L'acouphène - un symptôme souvent ignoré

Gassia Jakmakjian, M. P.A., audiologiste
Manon Trudel, M. Sc. A., audiologiste
Centre d'acouphène et d'hypo-hyperacousie

 

En tant qu'audiologiste, nous devons questionner tous nos clients sur la présence de symptômes otologiques, dont la perte auditive, les vertiges, l'acouphène ainsi que les effets sur leurs vies quotidiennes. Des 78 000 Québécois incommodés par ce symptôme, la majorité d'entre eux enchaîneront en nous disant : « J'ai des acouphènes et mon médecin m'a dit qu'il n'y avait rien à faire. Il faut que je vive avec pour le restant de mes jours. Je suis bouleversé.'»

Certains audiologistes peuvent également avoir tendance à éviter le sujet lors d'explications de résultats et de recommandations avec certaines clientèles comme par exemple les enfants atteints au plan de la santé mentale.

Pourquoi nous sentons-nous mal à l'aise d'aborder ce sujet? Est-ce par manque de temps? Peut-être. Est-ce plutôt parce que nous sommes habitués à avoir un traitement pour tout problème médical et que nous savons qu'aucun traitement chirurgical universel ni de pilule « magique » n'existe encore pour guérir l'acouphène ? Ce que nous oublions, c'est que l'information que l'audiologiste peut transmettre sur l'acouphène est la plupart du temps le meilleur m remède » pouvant rassurer le client.

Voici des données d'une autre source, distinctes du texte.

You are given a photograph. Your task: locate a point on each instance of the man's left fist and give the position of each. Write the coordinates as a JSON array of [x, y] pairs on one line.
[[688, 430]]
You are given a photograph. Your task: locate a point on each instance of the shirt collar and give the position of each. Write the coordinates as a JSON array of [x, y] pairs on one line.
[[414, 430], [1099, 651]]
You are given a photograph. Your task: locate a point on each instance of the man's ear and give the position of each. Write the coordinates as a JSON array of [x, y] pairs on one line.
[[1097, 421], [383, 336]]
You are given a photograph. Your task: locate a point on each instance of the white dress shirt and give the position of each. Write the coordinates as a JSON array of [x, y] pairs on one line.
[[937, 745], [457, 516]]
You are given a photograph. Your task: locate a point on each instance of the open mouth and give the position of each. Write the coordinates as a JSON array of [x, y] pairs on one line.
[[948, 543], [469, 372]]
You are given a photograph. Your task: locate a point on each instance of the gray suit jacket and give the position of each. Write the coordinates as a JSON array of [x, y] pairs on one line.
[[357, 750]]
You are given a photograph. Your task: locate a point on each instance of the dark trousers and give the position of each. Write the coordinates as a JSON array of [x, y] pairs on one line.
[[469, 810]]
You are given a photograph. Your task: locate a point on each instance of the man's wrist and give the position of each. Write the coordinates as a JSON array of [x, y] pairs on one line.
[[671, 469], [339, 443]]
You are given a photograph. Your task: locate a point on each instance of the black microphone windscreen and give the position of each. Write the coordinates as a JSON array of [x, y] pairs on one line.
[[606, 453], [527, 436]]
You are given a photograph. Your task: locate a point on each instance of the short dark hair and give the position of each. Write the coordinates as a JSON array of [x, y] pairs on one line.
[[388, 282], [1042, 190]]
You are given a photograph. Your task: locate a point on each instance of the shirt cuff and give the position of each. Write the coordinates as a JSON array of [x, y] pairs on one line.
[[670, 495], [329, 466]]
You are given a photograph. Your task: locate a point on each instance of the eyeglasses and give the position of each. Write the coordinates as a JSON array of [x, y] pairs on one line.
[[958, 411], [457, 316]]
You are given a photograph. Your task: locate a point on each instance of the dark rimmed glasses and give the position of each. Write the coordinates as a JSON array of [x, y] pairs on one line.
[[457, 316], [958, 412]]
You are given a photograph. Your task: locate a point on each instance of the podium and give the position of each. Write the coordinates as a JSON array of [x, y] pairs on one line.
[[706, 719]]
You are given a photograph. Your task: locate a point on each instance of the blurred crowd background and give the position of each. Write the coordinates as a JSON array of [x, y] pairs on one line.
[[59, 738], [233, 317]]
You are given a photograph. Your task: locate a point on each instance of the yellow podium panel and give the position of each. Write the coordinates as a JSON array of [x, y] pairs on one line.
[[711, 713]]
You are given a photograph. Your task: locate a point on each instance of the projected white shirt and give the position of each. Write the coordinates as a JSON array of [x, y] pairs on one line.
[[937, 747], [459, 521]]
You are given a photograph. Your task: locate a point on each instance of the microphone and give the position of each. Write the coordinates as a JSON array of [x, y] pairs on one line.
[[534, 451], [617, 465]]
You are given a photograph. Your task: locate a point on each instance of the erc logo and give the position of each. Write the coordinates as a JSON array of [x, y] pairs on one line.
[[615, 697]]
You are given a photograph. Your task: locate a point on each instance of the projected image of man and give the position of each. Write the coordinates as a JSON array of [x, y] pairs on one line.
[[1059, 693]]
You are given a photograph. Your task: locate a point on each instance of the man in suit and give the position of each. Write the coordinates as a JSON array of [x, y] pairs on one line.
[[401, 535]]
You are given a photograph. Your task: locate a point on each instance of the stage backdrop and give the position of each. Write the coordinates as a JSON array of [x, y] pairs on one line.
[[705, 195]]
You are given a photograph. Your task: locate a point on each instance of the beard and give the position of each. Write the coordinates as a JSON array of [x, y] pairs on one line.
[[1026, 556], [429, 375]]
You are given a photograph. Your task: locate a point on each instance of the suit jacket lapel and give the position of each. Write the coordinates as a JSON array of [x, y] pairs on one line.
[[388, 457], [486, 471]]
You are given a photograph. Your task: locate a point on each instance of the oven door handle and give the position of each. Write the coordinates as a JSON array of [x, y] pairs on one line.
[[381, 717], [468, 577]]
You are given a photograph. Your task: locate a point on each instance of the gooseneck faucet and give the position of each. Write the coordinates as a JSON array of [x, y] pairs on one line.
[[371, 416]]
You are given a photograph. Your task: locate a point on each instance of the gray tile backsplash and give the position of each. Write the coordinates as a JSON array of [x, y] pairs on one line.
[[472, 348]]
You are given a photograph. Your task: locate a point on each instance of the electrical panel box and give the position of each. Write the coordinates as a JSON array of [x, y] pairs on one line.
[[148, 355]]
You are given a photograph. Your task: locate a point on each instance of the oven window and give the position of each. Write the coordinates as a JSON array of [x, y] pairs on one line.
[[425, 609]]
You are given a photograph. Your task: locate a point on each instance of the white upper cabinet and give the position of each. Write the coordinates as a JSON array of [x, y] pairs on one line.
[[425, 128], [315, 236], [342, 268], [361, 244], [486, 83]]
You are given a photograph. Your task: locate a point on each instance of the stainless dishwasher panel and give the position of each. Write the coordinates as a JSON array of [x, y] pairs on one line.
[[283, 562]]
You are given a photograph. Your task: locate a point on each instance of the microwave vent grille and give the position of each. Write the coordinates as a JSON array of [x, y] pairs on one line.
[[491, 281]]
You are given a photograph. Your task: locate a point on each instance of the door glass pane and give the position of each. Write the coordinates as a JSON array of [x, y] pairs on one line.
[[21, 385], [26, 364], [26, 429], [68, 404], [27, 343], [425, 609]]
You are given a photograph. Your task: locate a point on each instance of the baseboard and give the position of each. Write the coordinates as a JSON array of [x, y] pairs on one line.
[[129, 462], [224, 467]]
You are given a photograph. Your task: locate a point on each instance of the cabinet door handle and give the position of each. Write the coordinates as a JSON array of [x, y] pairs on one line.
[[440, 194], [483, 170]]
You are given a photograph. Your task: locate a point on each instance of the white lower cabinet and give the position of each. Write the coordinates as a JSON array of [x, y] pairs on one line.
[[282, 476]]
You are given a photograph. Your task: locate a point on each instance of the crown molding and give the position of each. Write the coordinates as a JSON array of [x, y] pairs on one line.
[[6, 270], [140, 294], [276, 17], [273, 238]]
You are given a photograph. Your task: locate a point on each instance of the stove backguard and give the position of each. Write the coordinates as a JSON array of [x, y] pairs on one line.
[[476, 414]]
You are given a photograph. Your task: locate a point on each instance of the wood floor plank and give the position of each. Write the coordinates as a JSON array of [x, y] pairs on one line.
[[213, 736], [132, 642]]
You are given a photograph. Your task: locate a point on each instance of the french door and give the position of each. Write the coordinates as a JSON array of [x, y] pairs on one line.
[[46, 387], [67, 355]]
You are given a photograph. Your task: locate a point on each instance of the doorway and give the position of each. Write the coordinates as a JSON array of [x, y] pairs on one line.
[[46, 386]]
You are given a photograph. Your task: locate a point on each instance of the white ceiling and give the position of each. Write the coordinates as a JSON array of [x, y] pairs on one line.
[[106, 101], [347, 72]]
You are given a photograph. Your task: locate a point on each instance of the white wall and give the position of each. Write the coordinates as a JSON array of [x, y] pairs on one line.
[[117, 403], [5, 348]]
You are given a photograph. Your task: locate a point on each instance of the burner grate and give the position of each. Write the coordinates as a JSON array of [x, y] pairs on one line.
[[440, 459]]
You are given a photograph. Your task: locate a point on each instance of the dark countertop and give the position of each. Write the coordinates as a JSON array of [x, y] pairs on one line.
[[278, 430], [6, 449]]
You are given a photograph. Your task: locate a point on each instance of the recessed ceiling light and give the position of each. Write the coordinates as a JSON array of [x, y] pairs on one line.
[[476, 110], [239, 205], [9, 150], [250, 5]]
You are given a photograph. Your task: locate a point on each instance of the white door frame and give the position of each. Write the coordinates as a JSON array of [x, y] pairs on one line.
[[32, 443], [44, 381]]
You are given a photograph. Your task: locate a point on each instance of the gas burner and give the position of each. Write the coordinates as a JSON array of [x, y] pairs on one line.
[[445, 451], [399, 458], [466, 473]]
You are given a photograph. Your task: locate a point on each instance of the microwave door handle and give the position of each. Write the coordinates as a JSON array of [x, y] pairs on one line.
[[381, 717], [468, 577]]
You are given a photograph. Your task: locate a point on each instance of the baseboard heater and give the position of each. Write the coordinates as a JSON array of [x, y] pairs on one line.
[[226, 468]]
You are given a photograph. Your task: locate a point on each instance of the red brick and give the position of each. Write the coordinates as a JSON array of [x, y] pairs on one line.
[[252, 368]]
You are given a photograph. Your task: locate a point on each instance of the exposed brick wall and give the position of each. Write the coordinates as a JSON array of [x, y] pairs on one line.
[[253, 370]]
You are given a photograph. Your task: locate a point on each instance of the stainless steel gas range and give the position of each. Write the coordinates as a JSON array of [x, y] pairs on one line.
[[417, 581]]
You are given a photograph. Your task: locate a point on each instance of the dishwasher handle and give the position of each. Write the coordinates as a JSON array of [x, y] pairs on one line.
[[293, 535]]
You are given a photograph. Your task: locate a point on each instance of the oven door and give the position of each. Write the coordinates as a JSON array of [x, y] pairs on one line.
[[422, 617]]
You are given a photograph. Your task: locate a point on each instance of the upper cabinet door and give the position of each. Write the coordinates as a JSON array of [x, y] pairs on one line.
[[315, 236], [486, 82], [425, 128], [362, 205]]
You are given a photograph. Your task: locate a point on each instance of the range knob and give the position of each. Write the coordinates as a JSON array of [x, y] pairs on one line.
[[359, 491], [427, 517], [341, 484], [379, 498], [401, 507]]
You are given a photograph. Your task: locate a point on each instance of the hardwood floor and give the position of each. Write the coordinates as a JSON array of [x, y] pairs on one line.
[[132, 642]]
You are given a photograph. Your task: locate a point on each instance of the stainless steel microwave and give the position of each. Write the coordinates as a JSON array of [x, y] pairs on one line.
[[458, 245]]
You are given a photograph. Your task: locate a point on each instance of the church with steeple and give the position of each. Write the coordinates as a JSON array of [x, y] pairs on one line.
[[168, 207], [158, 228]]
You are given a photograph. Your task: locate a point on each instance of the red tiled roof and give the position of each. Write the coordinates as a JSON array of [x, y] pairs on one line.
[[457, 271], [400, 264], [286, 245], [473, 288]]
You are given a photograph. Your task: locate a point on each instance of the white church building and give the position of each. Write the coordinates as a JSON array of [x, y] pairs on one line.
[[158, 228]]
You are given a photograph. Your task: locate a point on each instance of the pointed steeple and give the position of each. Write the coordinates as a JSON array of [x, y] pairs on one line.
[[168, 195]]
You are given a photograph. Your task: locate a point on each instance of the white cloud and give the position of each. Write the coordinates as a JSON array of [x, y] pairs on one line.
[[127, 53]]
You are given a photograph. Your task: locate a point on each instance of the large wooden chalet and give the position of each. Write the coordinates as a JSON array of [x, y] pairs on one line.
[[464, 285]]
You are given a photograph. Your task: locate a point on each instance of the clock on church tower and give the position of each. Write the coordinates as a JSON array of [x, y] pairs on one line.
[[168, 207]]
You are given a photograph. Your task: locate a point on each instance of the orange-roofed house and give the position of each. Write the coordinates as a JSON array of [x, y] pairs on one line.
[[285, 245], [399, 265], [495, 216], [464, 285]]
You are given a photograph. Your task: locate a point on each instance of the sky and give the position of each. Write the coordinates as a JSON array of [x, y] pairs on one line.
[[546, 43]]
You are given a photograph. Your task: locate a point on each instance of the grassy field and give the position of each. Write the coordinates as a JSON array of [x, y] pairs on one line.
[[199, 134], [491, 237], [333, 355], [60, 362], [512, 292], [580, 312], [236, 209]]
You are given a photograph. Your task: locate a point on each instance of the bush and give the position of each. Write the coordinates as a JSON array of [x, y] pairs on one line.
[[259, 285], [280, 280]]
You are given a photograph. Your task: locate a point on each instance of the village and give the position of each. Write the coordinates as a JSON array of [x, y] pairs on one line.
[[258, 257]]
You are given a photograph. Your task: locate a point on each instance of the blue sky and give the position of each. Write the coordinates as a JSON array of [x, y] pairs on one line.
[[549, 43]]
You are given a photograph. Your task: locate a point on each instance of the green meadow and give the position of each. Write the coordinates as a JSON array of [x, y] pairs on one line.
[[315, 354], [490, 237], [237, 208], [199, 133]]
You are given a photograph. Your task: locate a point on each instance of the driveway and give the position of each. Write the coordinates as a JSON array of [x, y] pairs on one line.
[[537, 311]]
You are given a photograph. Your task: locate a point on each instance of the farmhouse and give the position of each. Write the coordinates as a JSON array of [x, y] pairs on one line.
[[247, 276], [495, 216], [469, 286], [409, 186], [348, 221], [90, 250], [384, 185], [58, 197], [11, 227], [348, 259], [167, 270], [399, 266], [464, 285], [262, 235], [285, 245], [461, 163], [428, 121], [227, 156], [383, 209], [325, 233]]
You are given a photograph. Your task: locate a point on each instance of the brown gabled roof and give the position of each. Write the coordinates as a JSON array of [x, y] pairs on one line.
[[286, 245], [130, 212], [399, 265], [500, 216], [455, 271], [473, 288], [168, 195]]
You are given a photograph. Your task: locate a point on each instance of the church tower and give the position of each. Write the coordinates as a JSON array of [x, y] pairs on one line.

Il suffit de consacrer cinq minutes, au moment de la consultation, afin d'invalider les mythes reliés à l'acouphène : l'acouphène ne détériore pas une perte auditive déjà existante ni ne rend sourd ; il n'augmentera pas nécessairement en intensité ; les prothèses auditives n'amplifient pas la perception de l'acouphène...

Compte tenu de la prévalence de ce symptôme, nous espérons que ce numéro permettra d'informer certains orthophonistes et surtout de rendre les audiologistes plus à l'aise dans leur rôle en tant que professionnels de la santé afin d'expliquer aux clients et à leur entourage que l'acouphène peut être étroitement relié à
certaines pathologies du système auditif, ainsi qu'à l'état de santé en général (diabète, anxiété, etc.). Les audiologistes devraient également informer leurs clients des facteurs pouvant aggraver l'intensité de l'acouphène, tels que l'exposition aux bruits professionnel et personnel incluant la musique écoutée à un volume élevé, ainsi que la consommation accrue de sel, de glutamate monosodique, de caféine incluant certains breuvages énergisants, etc.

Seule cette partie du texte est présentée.